Due to commercial uses and environmental
degradation of aryl phosphate
esters, diphenyl phosphate (DPhP) is frequently detected in environmental
matrices and is thus of growing concern worldwide. However, information
on potential adverse effects of chronic exposure to DPhP at environmentally
realistic concentrations was lacking. Here, we investigated the effects
of life cycle exposure to DPhP on zebrafish at environmentally relevant
concentrations of 0.8, 3.9, or 35.6 μg/L and employed a dual-omics
approach (metabolomics and transcriptomics) to characterize potential
modes of action. Exposure to DPhP at 35.6 μg/L for 120 days
resulted in significant reductions in body mass and length of male
zebrafish, but did not cause those same effects to females.
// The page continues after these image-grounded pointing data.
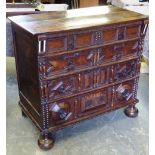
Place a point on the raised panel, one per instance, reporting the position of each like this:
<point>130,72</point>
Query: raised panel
<point>92,102</point>
<point>62,87</point>
<point>64,107</point>
<point>132,48</point>
<point>125,70</point>
<point>83,40</point>
<point>123,92</point>
<point>110,35</point>
<point>133,31</point>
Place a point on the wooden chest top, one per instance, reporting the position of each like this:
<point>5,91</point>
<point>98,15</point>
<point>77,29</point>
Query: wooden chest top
<point>75,19</point>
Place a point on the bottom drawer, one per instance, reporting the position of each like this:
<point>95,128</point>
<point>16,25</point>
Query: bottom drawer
<point>61,111</point>
<point>94,102</point>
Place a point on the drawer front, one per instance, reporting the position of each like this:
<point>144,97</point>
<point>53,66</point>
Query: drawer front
<point>69,62</point>
<point>117,51</point>
<point>126,70</point>
<point>123,92</point>
<point>61,111</point>
<point>104,99</point>
<point>108,74</point>
<point>90,79</point>
<point>93,102</point>
<point>91,37</point>
<point>133,31</point>
<point>62,87</point>
<point>72,61</point>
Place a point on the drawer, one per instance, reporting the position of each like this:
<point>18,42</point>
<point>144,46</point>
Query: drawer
<point>93,102</point>
<point>126,70</point>
<point>69,62</point>
<point>86,58</point>
<point>118,51</point>
<point>133,30</point>
<point>61,111</point>
<point>62,87</point>
<point>86,38</point>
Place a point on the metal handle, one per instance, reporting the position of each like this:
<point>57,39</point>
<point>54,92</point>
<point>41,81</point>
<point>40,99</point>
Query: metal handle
<point>62,113</point>
<point>124,92</point>
<point>60,87</point>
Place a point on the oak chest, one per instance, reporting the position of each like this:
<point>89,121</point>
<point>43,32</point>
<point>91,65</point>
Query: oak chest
<point>77,64</point>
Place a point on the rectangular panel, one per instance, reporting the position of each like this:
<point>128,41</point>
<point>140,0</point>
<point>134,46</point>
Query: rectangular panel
<point>92,102</point>
<point>83,40</point>
<point>109,35</point>
<point>61,111</point>
<point>133,31</point>
<point>123,93</point>
<point>62,87</point>
<point>125,70</point>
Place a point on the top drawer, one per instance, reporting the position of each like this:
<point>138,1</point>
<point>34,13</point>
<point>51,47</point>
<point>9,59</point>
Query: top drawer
<point>85,38</point>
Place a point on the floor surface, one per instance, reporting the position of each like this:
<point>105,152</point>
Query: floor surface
<point>109,134</point>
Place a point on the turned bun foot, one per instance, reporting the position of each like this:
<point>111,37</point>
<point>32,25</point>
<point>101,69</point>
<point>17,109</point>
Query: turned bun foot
<point>131,111</point>
<point>45,142</point>
<point>23,114</point>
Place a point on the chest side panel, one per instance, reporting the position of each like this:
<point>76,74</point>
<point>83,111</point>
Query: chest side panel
<point>27,74</point>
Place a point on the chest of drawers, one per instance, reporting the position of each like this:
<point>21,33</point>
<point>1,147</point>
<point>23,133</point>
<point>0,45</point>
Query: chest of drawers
<point>77,64</point>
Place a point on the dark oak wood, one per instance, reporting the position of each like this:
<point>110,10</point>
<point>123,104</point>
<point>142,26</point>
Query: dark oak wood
<point>73,66</point>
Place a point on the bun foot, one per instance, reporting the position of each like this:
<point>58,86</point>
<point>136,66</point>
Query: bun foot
<point>45,142</point>
<point>131,111</point>
<point>23,114</point>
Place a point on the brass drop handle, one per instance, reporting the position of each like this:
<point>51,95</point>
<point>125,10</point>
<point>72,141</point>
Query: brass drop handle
<point>124,92</point>
<point>69,59</point>
<point>61,87</point>
<point>90,56</point>
<point>62,113</point>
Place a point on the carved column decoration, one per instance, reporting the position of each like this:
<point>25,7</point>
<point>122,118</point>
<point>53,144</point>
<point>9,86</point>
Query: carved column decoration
<point>98,37</point>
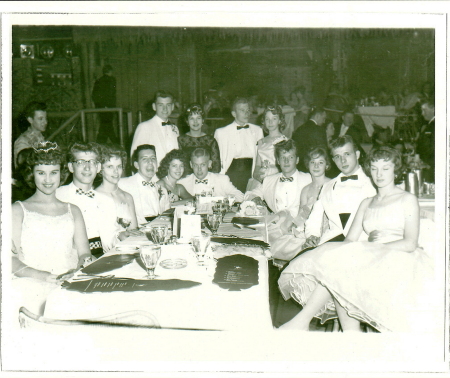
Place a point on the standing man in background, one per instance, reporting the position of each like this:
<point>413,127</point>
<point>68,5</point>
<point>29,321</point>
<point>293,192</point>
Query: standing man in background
<point>104,96</point>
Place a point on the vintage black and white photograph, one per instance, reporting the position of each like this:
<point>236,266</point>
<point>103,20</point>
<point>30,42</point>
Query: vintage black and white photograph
<point>202,189</point>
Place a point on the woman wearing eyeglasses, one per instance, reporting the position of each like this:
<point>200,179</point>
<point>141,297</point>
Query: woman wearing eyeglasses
<point>274,124</point>
<point>49,236</point>
<point>196,138</point>
<point>113,160</point>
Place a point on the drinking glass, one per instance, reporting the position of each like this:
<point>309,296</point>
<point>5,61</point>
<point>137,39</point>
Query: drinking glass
<point>200,245</point>
<point>214,222</point>
<point>149,256</point>
<point>157,233</point>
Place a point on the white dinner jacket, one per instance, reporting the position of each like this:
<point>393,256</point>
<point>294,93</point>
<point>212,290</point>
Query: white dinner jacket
<point>226,138</point>
<point>221,184</point>
<point>164,138</point>
<point>268,190</point>
<point>358,190</point>
<point>133,185</point>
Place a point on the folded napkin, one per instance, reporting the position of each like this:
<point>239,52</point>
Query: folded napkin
<point>108,285</point>
<point>108,263</point>
<point>236,272</point>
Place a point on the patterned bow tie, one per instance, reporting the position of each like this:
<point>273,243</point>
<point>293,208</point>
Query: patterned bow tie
<point>89,193</point>
<point>352,177</point>
<point>149,183</point>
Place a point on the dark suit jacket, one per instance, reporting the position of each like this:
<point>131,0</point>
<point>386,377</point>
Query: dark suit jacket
<point>306,136</point>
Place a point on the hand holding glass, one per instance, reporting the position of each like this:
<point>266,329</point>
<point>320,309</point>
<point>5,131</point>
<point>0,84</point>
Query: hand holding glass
<point>149,256</point>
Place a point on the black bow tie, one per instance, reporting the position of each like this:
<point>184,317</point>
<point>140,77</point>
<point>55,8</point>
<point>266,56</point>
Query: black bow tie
<point>352,177</point>
<point>89,193</point>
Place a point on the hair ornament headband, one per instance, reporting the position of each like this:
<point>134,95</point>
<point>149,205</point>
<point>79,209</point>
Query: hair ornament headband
<point>45,146</point>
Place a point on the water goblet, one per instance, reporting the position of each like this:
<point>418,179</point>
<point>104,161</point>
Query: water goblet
<point>149,256</point>
<point>200,245</point>
<point>214,221</point>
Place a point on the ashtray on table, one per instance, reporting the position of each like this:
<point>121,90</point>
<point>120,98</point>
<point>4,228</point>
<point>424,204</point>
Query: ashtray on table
<point>173,263</point>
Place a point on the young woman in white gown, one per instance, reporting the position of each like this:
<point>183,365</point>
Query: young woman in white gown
<point>113,160</point>
<point>49,236</point>
<point>382,282</point>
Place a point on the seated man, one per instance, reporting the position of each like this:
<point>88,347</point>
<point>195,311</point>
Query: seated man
<point>99,210</point>
<point>150,199</point>
<point>282,190</point>
<point>204,181</point>
<point>339,200</point>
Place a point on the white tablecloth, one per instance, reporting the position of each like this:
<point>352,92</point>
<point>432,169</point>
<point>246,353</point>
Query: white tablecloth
<point>383,116</point>
<point>206,306</point>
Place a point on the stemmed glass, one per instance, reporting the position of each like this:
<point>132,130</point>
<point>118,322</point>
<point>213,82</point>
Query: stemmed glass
<point>200,245</point>
<point>150,255</point>
<point>214,221</point>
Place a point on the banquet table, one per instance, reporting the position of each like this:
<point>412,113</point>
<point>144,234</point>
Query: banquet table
<point>206,306</point>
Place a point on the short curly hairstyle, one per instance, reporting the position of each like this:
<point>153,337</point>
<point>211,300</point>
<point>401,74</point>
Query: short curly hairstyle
<point>385,153</point>
<point>275,110</point>
<point>194,109</point>
<point>46,153</point>
<point>109,151</point>
<point>314,153</point>
<point>163,169</point>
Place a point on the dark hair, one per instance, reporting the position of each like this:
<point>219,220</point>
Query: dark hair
<point>194,109</point>
<point>285,146</point>
<point>46,153</point>
<point>162,94</point>
<point>385,153</point>
<point>163,169</point>
<point>107,68</point>
<point>341,142</point>
<point>83,147</point>
<point>142,147</point>
<point>238,100</point>
<point>199,152</point>
<point>275,110</point>
<point>314,153</point>
<point>33,107</point>
<point>109,151</point>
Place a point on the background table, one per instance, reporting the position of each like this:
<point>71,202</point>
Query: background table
<point>206,306</point>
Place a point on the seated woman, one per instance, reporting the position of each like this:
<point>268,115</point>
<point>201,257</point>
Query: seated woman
<point>383,282</point>
<point>287,236</point>
<point>49,236</point>
<point>273,123</point>
<point>195,138</point>
<point>113,160</point>
<point>171,169</point>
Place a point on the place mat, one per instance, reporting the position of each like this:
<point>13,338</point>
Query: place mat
<point>108,285</point>
<point>239,241</point>
<point>236,272</point>
<point>108,263</point>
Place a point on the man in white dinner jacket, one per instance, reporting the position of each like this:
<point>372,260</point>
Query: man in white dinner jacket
<point>98,209</point>
<point>282,190</point>
<point>150,199</point>
<point>237,145</point>
<point>158,131</point>
<point>204,181</point>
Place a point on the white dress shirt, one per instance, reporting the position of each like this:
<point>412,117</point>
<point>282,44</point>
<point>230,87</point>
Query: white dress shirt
<point>164,138</point>
<point>99,213</point>
<point>148,200</point>
<point>219,184</point>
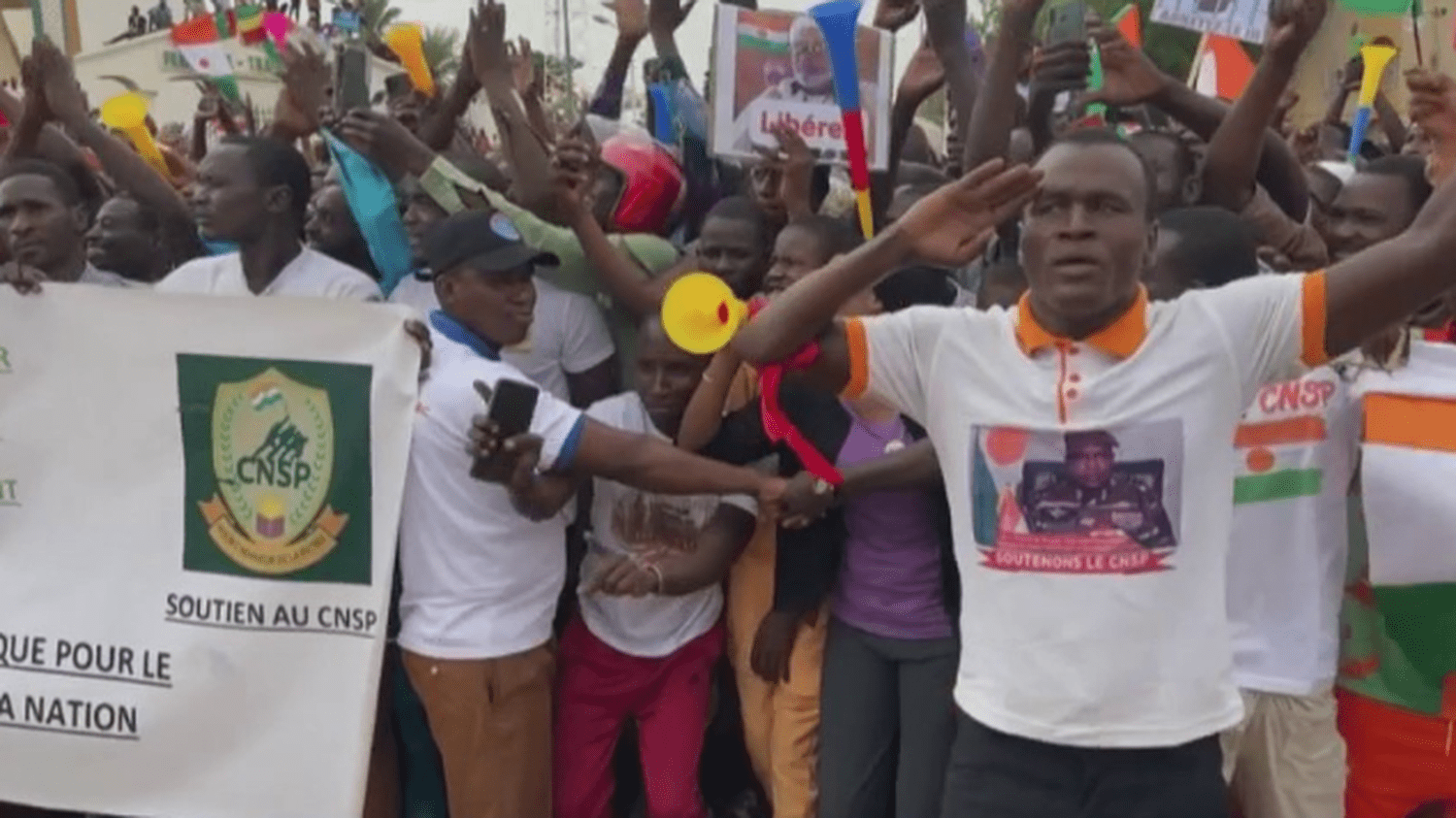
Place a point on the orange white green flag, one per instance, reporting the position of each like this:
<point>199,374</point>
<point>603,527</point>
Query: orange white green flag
<point>1408,468</point>
<point>203,43</point>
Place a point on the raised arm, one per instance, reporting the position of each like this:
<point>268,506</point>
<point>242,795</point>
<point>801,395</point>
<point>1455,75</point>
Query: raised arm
<point>995,113</point>
<point>914,466</point>
<point>654,466</point>
<point>574,169</point>
<point>945,229</point>
<point>1129,78</point>
<point>439,128</point>
<point>530,157</point>
<point>664,17</point>
<point>1231,166</point>
<point>945,26</point>
<point>631,29</point>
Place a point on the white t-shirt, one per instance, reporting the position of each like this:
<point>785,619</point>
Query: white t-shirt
<point>1094,607</point>
<point>312,274</point>
<point>625,520</point>
<point>1295,459</point>
<point>568,334</point>
<point>480,579</point>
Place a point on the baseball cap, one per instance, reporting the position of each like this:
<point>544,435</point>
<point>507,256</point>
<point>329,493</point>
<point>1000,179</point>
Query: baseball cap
<point>488,242</point>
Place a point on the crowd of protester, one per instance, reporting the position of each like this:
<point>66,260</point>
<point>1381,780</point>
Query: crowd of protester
<point>655,605</point>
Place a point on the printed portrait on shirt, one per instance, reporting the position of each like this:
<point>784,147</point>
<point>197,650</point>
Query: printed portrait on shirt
<point>1089,501</point>
<point>645,523</point>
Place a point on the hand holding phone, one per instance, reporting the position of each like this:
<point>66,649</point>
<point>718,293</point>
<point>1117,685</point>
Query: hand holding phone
<point>1068,22</point>
<point>510,408</point>
<point>351,79</point>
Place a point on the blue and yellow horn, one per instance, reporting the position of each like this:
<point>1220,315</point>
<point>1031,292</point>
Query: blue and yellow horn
<point>839,20</point>
<point>1374,55</point>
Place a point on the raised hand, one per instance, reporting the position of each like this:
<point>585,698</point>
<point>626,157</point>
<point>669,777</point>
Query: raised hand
<point>574,163</point>
<point>952,224</point>
<point>623,575</point>
<point>632,17</point>
<point>308,86</point>
<point>806,500</point>
<point>485,41</point>
<point>1129,78</point>
<point>1293,25</point>
<point>923,75</point>
<point>1433,114</point>
<point>523,69</point>
<point>384,140</point>
<point>57,79</point>
<point>664,16</point>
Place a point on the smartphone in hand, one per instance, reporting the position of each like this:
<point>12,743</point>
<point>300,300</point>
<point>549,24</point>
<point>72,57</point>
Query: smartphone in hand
<point>351,81</point>
<point>512,408</point>
<point>1068,22</point>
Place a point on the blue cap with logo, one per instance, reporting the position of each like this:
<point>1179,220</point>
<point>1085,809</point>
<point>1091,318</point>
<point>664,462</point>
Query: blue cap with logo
<point>485,242</point>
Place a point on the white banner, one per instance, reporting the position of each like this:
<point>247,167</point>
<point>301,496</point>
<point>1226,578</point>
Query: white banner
<point>198,514</point>
<point>1238,19</point>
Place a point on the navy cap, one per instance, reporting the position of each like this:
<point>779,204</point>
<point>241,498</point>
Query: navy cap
<point>486,242</point>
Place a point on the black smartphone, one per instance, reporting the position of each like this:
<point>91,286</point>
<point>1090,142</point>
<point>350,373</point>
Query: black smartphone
<point>1068,22</point>
<point>351,79</point>
<point>513,405</point>
<point>398,86</point>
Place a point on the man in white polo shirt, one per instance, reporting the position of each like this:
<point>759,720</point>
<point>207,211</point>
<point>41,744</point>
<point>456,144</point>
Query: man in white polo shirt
<point>253,191</point>
<point>1095,671</point>
<point>483,562</point>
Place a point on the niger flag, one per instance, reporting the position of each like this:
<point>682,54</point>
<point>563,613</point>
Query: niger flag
<point>1264,445</point>
<point>1408,468</point>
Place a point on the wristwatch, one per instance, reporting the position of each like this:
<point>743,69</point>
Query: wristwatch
<point>823,486</point>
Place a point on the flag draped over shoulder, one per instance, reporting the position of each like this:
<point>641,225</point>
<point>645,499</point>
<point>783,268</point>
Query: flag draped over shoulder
<point>203,44</point>
<point>1406,468</point>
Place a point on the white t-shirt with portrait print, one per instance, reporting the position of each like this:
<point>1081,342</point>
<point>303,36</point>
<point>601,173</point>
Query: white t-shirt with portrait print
<point>480,579</point>
<point>1091,497</point>
<point>311,274</point>
<point>625,520</point>
<point>568,334</point>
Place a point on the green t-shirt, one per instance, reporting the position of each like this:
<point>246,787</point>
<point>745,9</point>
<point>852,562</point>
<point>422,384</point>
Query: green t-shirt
<point>1398,643</point>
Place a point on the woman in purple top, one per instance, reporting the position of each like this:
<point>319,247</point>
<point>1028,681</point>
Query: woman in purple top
<point>879,561</point>
<point>891,652</point>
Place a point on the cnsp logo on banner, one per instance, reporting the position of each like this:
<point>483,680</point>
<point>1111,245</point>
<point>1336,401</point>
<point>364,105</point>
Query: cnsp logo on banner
<point>277,468</point>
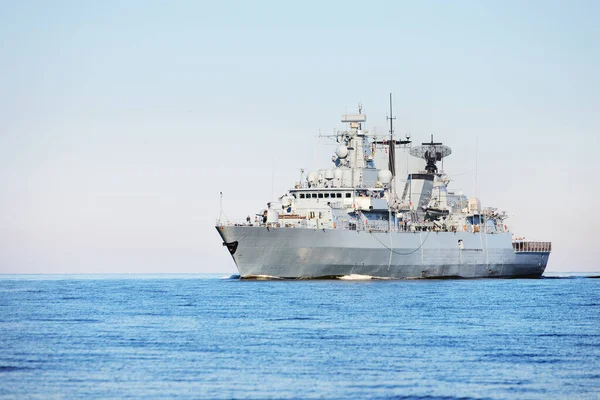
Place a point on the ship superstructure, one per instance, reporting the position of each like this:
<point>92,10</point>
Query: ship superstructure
<point>352,219</point>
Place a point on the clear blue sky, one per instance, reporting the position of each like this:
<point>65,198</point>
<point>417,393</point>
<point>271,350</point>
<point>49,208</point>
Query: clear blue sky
<point>120,122</point>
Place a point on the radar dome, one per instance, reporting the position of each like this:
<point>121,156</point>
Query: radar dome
<point>384,175</point>
<point>341,151</point>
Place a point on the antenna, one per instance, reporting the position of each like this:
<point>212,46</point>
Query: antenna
<point>392,145</point>
<point>476,156</point>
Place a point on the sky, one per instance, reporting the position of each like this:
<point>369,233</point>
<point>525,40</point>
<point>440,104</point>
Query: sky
<point>120,122</point>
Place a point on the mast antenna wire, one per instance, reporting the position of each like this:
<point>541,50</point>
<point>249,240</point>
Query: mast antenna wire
<point>392,144</point>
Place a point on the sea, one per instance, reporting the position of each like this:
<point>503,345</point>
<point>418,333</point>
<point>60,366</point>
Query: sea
<point>215,337</point>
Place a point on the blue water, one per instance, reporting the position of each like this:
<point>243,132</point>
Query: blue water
<point>204,337</point>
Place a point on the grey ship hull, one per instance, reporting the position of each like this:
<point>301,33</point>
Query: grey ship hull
<point>310,253</point>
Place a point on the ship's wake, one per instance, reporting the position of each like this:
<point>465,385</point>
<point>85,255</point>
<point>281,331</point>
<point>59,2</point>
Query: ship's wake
<point>233,277</point>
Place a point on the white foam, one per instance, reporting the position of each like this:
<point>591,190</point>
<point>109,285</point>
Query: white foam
<point>355,277</point>
<point>260,277</point>
<point>234,276</point>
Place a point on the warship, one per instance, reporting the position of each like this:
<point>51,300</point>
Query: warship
<point>352,220</point>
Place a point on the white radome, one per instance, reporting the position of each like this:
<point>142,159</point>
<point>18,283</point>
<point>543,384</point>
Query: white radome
<point>384,175</point>
<point>312,177</point>
<point>341,151</point>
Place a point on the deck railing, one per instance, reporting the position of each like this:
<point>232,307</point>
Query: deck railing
<point>536,247</point>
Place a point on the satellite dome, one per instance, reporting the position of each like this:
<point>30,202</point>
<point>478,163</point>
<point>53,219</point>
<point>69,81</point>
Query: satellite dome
<point>341,151</point>
<point>384,175</point>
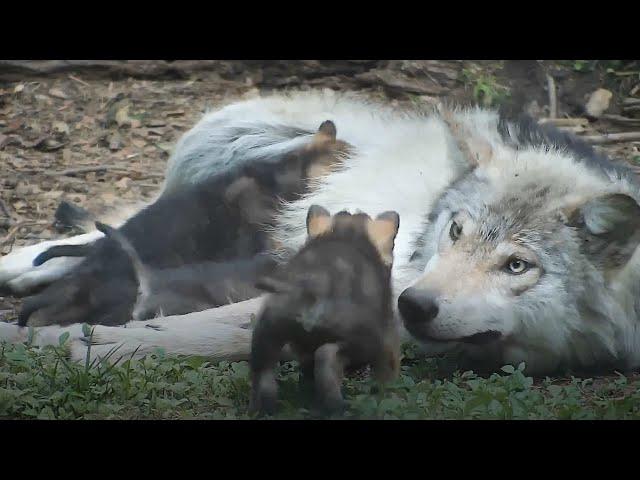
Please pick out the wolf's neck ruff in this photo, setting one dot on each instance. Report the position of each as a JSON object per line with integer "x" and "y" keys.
{"x": 538, "y": 192}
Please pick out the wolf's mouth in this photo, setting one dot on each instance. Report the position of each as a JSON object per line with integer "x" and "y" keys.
{"x": 481, "y": 338}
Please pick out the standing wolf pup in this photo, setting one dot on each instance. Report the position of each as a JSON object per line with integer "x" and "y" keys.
{"x": 518, "y": 242}
{"x": 332, "y": 304}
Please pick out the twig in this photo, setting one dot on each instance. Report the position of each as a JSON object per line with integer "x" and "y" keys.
{"x": 613, "y": 138}
{"x": 621, "y": 120}
{"x": 553, "y": 101}
{"x": 79, "y": 81}
{"x": 74, "y": 171}
{"x": 4, "y": 208}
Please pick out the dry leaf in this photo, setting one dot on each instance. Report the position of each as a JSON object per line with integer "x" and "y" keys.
{"x": 123, "y": 184}
{"x": 61, "y": 127}
{"x": 57, "y": 93}
{"x": 122, "y": 116}
{"x": 598, "y": 102}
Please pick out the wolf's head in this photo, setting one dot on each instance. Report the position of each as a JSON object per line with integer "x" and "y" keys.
{"x": 527, "y": 255}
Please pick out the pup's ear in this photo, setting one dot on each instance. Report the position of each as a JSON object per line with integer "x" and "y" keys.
{"x": 318, "y": 221}
{"x": 382, "y": 232}
{"x": 328, "y": 130}
{"x": 609, "y": 226}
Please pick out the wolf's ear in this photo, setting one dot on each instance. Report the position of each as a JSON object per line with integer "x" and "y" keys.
{"x": 382, "y": 232}
{"x": 610, "y": 228}
{"x": 318, "y": 221}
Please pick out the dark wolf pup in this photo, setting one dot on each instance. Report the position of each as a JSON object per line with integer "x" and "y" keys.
{"x": 332, "y": 305}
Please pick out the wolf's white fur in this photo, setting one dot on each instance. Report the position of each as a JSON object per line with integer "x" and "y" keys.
{"x": 403, "y": 161}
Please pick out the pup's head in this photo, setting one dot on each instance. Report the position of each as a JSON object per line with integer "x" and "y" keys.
{"x": 381, "y": 232}
{"x": 524, "y": 253}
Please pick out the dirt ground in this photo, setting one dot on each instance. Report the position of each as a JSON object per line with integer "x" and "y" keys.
{"x": 101, "y": 140}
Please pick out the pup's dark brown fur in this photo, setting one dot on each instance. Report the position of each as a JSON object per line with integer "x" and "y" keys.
{"x": 189, "y": 288}
{"x": 332, "y": 304}
{"x": 223, "y": 224}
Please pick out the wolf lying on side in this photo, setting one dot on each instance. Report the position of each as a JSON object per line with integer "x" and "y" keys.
{"x": 518, "y": 242}
{"x": 332, "y": 304}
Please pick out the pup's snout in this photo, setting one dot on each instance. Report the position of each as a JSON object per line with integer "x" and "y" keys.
{"x": 417, "y": 306}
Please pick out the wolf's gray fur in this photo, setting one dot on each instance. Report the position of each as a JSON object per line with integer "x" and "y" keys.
{"x": 527, "y": 191}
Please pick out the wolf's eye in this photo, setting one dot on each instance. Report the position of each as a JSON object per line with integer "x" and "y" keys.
{"x": 517, "y": 266}
{"x": 455, "y": 231}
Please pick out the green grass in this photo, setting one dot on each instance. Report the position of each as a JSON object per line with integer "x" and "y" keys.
{"x": 43, "y": 384}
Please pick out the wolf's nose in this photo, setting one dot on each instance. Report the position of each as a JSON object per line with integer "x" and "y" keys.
{"x": 417, "y": 306}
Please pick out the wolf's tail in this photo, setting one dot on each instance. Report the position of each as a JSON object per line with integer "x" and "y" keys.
{"x": 141, "y": 271}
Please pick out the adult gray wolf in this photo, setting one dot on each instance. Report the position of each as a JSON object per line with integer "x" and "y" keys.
{"x": 517, "y": 242}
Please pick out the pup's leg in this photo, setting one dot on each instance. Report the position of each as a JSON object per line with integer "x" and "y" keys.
{"x": 266, "y": 345}
{"x": 328, "y": 373}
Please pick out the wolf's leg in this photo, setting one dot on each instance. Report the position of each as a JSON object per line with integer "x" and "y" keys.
{"x": 18, "y": 275}
{"x": 214, "y": 333}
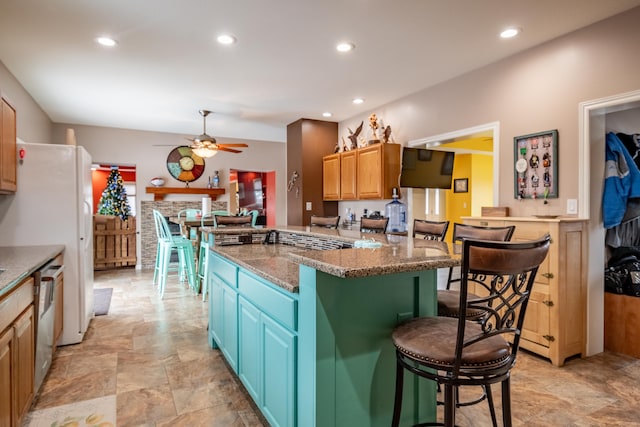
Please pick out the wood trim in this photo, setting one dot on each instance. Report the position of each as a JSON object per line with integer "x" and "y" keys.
{"x": 160, "y": 192}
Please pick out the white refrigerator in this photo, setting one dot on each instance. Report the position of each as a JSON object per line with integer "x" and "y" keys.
{"x": 54, "y": 205}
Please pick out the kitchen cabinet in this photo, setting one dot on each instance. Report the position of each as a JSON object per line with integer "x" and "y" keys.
{"x": 339, "y": 176}
{"x": 348, "y": 175}
{"x": 8, "y": 157}
{"x": 331, "y": 177}
{"x": 254, "y": 323}
{"x": 555, "y": 324}
{"x": 365, "y": 173}
{"x": 223, "y": 308}
{"x": 17, "y": 352}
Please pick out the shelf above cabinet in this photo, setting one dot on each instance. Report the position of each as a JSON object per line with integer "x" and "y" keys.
{"x": 160, "y": 192}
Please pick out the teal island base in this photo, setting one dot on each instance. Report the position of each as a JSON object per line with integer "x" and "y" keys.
{"x": 322, "y": 356}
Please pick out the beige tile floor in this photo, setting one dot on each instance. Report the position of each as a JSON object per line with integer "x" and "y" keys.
{"x": 153, "y": 356}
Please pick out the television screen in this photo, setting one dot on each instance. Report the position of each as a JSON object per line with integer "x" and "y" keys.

Predominant
toxicological mechanisms, including inhibition of oxidative phosphorylation,
down-regulation of fatty acid oxidation, and up-regulation of phosphatidylcholine
degradation, were revealed by integrated dual-omics analysis and successfully
linked to adverse outcomes. Activity of succinate dehydrogenase and
protein content of carnitine O-palmitoyltransferase
1 were significantly decreased in livers of male fish exposed to DPhP,
which further confirmed the proposed toxicological mechanisms. This
study is the first to demonstrate that chronic, low-level exposure
to DPhP can retard growth via inhibiting energy output in male zebrafish.